Syracuse’s win over Virginia Tech last Saturday should still have SU fans walking with a little extra zip in their step. Yes, it was the program’s first win at Lane Stadium since 2001. Yes, it was a dramatic last-second victory. But most of all, it was a coming out party for a blossoming offensive star: quarterback Garrett Shrader.
Prior to this season, former quarterback Tommy DeVito’s role as the starter was a foregone conclusion, albeit one with question marks after two middling seasons. Running back Sean Tucker was expected to carry plenty of the freight, but Shrader’s role was relatively unknown – all that was expected was that his running ability might play a role in jumpstarting Syracuse’s dreadful offense from a year prior. In a preseason piece advocating for a more run-heavy offensive philosophy, we wrote a rather prescient line here at the Fizz:
“Can anyone honestly say that a Shrader and Sean Tucker option-heavy backfield wouldn’t put up some points?” (6/20/2021)

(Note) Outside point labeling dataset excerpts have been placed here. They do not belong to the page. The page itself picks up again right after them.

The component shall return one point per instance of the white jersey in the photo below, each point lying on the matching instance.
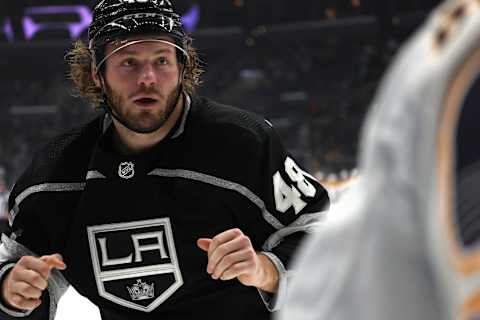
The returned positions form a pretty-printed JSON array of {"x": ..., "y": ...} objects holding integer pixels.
[{"x": 403, "y": 242}]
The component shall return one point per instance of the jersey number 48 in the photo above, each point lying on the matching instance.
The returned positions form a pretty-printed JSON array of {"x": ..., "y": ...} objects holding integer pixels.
[{"x": 286, "y": 195}]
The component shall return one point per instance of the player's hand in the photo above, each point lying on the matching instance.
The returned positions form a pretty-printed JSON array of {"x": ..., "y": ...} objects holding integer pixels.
[
  {"x": 24, "y": 284},
  {"x": 231, "y": 255}
]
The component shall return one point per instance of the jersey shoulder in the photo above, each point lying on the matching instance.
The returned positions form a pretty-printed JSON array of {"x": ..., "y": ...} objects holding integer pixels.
[{"x": 222, "y": 119}]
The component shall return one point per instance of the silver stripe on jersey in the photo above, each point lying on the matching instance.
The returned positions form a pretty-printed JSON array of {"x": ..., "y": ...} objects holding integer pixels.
[
  {"x": 95, "y": 175},
  {"x": 57, "y": 284},
  {"x": 192, "y": 175},
  {"x": 45, "y": 187},
  {"x": 303, "y": 223}
]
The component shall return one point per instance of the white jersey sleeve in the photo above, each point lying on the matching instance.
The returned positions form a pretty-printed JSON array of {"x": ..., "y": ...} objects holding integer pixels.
[{"x": 393, "y": 248}]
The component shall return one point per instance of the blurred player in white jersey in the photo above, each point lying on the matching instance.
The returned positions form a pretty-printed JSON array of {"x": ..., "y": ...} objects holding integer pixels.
[{"x": 404, "y": 241}]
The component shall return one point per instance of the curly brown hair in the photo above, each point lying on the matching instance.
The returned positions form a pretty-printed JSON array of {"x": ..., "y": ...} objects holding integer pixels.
[{"x": 80, "y": 61}]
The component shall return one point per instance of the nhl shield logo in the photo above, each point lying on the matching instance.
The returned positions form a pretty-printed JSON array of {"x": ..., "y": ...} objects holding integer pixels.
[
  {"x": 126, "y": 170},
  {"x": 135, "y": 263}
]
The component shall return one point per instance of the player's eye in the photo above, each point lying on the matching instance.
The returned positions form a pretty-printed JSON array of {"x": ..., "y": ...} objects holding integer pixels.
[
  {"x": 129, "y": 62},
  {"x": 162, "y": 61}
]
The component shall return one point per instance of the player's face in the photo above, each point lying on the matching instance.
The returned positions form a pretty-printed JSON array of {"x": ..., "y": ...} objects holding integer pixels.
[{"x": 142, "y": 82}]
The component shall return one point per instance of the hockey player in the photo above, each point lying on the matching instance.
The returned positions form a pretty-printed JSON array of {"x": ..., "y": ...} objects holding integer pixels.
[
  {"x": 403, "y": 243},
  {"x": 168, "y": 206}
]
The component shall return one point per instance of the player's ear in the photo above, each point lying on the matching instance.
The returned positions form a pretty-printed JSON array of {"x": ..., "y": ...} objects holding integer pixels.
[{"x": 94, "y": 73}]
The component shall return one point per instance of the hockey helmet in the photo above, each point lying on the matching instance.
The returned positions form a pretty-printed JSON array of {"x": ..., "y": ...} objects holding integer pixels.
[{"x": 118, "y": 20}]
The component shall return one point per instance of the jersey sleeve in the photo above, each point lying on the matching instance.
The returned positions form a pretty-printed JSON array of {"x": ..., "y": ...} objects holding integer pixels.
[
  {"x": 295, "y": 202},
  {"x": 26, "y": 237}
]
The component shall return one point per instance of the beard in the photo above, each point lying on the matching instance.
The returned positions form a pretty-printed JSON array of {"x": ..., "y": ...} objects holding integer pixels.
[{"x": 146, "y": 120}]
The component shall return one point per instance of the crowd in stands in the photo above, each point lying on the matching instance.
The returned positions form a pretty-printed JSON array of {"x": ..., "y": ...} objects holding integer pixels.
[{"x": 315, "y": 90}]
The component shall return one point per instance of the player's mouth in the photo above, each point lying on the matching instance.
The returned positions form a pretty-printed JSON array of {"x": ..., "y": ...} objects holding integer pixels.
[{"x": 146, "y": 102}]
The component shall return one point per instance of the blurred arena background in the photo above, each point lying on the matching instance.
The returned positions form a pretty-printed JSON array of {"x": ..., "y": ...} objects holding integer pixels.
[{"x": 309, "y": 66}]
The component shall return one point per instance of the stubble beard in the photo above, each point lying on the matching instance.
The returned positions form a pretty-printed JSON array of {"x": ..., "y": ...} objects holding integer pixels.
[{"x": 146, "y": 121}]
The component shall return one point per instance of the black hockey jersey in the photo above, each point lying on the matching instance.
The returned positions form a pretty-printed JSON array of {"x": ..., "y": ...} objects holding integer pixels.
[{"x": 127, "y": 226}]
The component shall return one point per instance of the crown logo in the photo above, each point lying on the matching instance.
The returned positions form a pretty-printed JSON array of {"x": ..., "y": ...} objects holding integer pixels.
[{"x": 141, "y": 290}]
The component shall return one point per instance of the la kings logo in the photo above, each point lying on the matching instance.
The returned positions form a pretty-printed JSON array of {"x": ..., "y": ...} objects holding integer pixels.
[{"x": 135, "y": 263}]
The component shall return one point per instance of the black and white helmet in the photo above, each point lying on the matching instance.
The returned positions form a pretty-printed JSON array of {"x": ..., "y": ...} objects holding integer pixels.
[{"x": 117, "y": 20}]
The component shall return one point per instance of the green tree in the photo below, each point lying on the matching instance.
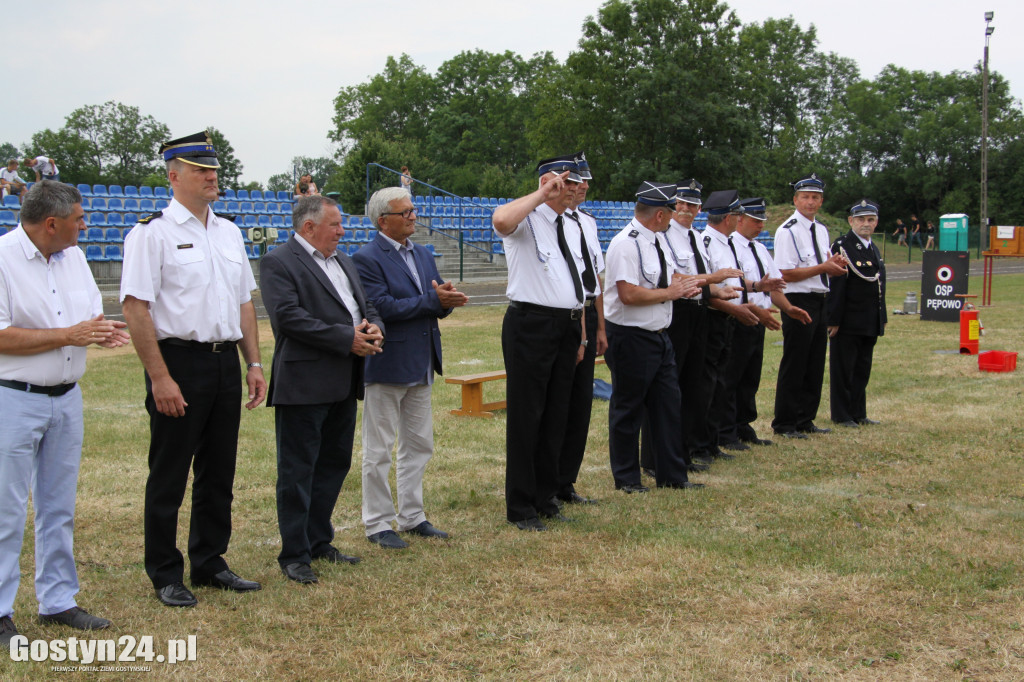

And put up some points they have. The Orange have scored 29.2 points per game since Shrader took over starting QB duties in Week 4. His 410 total yards and five scores last Saturday are further vindication for the Charlotte native that he can succeed at quarterback. It’s easy to forget that in a parallel world, he’d be playing wideout at Mississippi State.
Shrader’s play may even be a surprising development for Dino Babers, whose entire Syracuse career felt like it was teetering on its axis prior to this year. After just six wins in two seasons after 2018’s bowl year, losses and criticism had mounted. When Tommy DeVito continued to struggle early on in this season, it felt like desperation time for Babers and his offense. With DeVito now in the transfer portal, that era of SU football has officially ended – but Shrader’s simultaneous arrival as a playmaker takes some of the sting away. This version of the Orange O is nearing best-case scenario type production.
It’s anyone’s guess as to how long Shrader’s play can hold up. He still isn’t a high percentage passer (right now completing just 52.2%), but gritty runs and a willingness to stand in the pocket have endeared him to an SU fanbase starved for an exciting team. Syracuse should be better than 4-4, but that’s a conversation for another day. With the new Shrader/Tucker era underway, it’s clear this team may be looking toward far greater things next year – or even a once-unthinkable bowl this season.